Submarines actually move through the water more efficiently than surface ships, according to my Naval Engineering class: they don't lose energy supporting a huge wave field on the surface due to a wake and hence experience less drag. [1]
If they are so efficient, why not use them for transporting freight? Buoyancy limitations make them impractical compared to container or tanker ships.
Can you elaborate on the nature of the buoyancy issue? It seems to me that as a container is considerably less dense than water (container ships being mostly above water), you could just add ballast. Is the problem simply that too much ballast would be required to be practical?
I've sometimes wondered why sea gliders are not used for cargo. Sure they're slow but the power requirements are so minimal they can actually run off thermal gradients in the ocean, which must make the operating costs absurdly low.
I'm not an expert in this field, but I did take a class in Naval Engineering while I was an undergraduate (Math/EE/CS). When the class learned of the efficiency of submarines this very question was posed to the professor and he explained that buoyancy issues were the problem. (He was a full professor of Naval Engineering at MIT so I believed him.)
A few back of the envelope calculations are revealing. A very large container ship can carry an enormous amount of freight, around 200,000 Metric Tons. A modern, nuclear submarine, say of the Ohio class, has about 18,750 Metric Tons of total displacement so it would have to find a way to carry ten times as much weight as the weight of the entire submarine. Then on a return trip, when empty, it would have to have enough ballast equal to this weight that would then need to be discarded where it picked up freight. There probably is a way to do this, but I can easily imagine that the design issues result in a submarine less practical than a container ship.
Interestingly, I recently got to visit the aircraft carrier the USS Nimitz while it was underway out in the Pacific. That was an exciting day; subsequently, I looked up more information about that ship. These nuclear aircraft carriers are believed to be the fastest ships in the US Navy. Submarines (although not actually a part of the carrier group of ships that surrounds, travels with, and protects the aircraft carriers) travel hidden and independently along with the group. They scout ahead and hunt other submarines. To be able to travel with the carriers they must be very fast, faster than the official, unclassified numbers (about 25 knots). One source on the Internet says that they can travel at over 40 knots (74 km/h or 46 mph).

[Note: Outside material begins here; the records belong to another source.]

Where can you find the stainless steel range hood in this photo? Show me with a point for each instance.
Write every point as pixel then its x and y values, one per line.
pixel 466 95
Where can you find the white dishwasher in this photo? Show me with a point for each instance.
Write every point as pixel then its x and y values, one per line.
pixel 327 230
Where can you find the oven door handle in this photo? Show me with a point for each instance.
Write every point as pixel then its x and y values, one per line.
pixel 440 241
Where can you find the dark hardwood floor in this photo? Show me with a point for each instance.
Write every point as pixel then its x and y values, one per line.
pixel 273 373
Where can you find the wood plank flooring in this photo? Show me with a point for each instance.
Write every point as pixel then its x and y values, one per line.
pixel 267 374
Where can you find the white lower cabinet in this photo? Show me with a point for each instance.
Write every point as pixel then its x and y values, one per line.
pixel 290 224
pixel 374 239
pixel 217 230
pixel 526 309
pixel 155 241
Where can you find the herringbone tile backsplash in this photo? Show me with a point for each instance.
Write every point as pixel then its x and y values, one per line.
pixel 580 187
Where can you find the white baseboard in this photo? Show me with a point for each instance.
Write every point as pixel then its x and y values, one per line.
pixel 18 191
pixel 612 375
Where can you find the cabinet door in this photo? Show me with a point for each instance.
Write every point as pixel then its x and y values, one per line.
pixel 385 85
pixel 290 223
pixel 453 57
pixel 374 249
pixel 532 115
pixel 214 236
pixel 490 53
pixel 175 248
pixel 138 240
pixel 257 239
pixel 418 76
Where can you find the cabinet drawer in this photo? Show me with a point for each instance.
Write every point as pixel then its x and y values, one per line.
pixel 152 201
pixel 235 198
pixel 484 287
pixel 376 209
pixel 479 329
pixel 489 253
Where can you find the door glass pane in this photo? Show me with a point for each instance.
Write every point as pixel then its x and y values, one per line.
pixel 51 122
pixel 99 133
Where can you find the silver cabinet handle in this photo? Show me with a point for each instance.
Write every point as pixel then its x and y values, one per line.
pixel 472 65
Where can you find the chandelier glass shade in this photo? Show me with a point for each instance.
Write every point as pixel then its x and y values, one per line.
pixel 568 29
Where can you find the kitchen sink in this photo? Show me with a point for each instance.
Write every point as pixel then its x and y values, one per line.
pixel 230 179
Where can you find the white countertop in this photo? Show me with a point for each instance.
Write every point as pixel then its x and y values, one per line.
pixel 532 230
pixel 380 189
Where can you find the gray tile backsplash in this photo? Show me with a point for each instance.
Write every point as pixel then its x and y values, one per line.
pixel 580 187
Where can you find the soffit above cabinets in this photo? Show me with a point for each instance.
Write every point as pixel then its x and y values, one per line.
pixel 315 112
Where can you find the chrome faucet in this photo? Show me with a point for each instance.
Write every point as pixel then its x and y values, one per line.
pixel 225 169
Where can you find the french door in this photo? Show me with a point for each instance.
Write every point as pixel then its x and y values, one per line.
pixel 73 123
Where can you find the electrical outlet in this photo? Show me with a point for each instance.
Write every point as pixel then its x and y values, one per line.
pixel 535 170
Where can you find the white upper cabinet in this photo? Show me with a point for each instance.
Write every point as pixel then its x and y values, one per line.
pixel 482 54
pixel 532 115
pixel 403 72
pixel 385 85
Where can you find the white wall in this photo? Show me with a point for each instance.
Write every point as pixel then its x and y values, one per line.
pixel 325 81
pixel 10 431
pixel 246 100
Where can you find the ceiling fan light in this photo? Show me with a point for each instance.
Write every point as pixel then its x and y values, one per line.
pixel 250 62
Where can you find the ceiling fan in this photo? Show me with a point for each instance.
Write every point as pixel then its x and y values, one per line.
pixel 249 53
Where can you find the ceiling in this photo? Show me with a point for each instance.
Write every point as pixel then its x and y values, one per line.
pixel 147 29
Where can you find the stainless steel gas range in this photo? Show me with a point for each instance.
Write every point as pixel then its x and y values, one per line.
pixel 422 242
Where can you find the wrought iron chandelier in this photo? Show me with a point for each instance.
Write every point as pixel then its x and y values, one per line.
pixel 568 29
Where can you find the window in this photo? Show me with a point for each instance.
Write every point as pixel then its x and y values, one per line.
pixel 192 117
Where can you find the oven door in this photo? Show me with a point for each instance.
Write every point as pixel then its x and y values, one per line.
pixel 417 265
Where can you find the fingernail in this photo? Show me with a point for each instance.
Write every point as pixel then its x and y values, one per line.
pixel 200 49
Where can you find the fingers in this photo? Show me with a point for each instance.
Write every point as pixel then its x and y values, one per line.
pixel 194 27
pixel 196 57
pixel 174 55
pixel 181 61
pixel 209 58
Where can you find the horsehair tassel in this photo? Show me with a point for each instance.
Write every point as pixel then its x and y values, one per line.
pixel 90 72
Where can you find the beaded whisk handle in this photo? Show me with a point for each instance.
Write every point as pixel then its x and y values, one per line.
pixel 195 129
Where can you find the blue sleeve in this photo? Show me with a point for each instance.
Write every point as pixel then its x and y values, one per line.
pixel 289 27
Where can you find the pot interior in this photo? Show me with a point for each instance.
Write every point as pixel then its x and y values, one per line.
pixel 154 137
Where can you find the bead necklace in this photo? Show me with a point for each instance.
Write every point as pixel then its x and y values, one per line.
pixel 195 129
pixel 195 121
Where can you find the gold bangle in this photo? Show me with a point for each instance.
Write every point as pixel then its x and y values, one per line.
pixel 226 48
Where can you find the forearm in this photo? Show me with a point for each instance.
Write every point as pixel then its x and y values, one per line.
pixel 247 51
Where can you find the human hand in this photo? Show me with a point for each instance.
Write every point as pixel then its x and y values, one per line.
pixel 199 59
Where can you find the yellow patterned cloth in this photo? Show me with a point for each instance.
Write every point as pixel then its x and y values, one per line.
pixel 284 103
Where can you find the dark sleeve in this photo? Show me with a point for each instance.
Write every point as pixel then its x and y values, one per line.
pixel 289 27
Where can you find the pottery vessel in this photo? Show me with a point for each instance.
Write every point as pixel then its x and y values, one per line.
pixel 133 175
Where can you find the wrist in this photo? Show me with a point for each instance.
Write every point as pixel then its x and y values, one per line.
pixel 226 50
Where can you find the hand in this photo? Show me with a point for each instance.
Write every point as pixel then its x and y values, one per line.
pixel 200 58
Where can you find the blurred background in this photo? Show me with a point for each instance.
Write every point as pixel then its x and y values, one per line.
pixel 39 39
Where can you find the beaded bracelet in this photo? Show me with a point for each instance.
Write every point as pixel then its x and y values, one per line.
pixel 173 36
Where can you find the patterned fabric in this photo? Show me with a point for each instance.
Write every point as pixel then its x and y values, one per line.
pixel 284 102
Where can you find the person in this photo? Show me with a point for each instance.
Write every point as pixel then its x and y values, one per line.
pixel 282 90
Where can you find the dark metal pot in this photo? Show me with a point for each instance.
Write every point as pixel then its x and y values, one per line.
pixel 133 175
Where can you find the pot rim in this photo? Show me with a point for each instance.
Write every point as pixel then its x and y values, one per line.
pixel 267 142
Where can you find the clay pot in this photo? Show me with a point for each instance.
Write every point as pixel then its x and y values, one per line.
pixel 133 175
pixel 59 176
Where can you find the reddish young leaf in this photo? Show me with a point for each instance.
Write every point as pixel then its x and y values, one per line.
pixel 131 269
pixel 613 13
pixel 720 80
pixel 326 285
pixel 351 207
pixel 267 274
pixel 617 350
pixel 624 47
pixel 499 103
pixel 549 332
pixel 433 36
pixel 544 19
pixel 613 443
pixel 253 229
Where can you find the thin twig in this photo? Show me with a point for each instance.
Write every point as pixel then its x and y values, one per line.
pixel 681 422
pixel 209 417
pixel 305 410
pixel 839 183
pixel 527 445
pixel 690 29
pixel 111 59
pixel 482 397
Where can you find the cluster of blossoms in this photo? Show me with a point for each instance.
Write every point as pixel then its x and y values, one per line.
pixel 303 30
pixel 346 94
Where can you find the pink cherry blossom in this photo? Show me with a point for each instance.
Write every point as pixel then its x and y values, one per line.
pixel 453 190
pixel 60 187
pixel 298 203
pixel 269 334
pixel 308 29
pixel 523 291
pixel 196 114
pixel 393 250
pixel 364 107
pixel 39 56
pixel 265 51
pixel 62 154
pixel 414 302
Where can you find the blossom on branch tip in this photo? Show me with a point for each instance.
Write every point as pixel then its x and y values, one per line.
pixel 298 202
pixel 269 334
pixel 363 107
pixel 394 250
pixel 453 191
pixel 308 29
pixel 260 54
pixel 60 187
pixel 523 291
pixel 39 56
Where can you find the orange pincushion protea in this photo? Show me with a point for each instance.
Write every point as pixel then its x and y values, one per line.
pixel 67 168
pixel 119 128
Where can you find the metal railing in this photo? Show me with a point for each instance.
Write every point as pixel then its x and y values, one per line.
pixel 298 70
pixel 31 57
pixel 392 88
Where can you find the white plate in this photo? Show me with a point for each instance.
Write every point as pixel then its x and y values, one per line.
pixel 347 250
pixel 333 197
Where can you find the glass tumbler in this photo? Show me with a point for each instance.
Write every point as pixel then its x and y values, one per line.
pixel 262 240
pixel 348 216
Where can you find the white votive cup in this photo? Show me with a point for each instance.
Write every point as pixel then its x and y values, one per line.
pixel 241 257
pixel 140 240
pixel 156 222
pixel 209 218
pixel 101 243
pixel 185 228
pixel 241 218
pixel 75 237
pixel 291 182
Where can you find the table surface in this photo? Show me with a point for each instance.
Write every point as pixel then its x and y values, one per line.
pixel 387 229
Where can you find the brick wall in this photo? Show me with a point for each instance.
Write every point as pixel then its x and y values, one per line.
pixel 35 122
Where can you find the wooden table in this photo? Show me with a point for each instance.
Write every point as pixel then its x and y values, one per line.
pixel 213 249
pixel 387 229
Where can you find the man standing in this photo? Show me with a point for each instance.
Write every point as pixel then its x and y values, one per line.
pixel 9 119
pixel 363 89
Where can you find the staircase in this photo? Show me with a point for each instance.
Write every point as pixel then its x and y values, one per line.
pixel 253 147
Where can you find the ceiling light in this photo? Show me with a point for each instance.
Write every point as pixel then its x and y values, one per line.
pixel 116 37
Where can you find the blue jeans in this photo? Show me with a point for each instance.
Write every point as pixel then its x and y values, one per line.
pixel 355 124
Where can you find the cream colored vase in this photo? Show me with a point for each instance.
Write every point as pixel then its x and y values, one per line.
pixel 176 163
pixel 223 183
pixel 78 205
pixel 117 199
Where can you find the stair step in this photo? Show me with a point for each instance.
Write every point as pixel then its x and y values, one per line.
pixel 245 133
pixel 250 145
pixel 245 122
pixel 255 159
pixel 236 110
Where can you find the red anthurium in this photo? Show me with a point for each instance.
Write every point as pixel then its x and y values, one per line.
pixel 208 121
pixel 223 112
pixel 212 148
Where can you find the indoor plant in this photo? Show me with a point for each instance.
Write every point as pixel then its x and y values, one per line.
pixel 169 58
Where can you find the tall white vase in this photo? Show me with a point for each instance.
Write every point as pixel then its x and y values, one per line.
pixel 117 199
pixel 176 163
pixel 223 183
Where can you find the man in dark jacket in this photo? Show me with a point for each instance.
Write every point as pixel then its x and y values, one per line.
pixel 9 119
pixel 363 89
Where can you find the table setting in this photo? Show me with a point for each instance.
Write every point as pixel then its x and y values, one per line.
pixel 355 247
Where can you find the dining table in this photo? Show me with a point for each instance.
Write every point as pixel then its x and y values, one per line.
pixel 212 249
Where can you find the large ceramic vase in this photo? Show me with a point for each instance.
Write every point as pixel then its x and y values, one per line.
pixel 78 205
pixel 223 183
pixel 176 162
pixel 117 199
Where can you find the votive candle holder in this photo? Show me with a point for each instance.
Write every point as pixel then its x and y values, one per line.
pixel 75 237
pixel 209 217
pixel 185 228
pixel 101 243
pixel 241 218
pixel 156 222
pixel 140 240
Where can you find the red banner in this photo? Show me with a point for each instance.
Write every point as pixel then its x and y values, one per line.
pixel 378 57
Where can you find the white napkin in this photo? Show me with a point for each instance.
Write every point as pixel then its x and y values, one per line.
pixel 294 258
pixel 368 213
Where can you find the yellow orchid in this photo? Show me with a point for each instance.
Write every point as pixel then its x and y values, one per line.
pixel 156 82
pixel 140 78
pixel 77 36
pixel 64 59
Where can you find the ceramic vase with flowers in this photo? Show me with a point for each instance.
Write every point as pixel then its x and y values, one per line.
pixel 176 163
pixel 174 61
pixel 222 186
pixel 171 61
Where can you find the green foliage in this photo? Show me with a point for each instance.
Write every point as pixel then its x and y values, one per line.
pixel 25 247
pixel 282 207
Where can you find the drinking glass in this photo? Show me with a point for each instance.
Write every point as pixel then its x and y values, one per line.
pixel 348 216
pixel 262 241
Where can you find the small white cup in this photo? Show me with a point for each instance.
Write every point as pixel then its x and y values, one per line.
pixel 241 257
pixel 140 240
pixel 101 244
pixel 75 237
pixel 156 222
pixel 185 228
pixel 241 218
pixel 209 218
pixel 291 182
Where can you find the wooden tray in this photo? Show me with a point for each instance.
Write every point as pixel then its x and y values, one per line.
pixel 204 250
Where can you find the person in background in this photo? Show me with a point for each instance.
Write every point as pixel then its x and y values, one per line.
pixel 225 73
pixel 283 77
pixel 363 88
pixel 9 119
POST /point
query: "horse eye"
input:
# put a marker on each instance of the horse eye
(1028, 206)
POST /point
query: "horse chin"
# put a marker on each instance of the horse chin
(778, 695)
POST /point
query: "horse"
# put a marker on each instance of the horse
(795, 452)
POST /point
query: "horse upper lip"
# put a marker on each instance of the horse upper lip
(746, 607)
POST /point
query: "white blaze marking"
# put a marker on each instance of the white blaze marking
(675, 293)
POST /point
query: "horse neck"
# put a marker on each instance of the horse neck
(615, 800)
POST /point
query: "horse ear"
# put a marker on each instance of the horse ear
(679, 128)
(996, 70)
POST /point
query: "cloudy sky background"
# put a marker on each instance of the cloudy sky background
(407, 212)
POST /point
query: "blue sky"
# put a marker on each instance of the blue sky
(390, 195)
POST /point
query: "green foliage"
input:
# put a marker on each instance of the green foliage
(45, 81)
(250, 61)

I think sea gliders are fascinating. I am curious about where that technology will go.
The CSS Hunley used this design, to no avail. It's not clear what went wrong but I think the larger point to draw is that such a system requires positive action, with more things to go wrong; it is "fail-deadly". Positive buoyancy and dive planes are "fail-safe" - you stop, you float.
They should make the first banner video they show "steady", using some kind of video editing software. It's not super-shaky, but it made me very very slightly queasy for a second, and I can't be the only one. What if one of the sufferers happens has $1.5mil to spend?!
Reminds me of SeaQuest DSV. The "Gazelle" (aka "Stinger"), a personal high-speed submarine craft.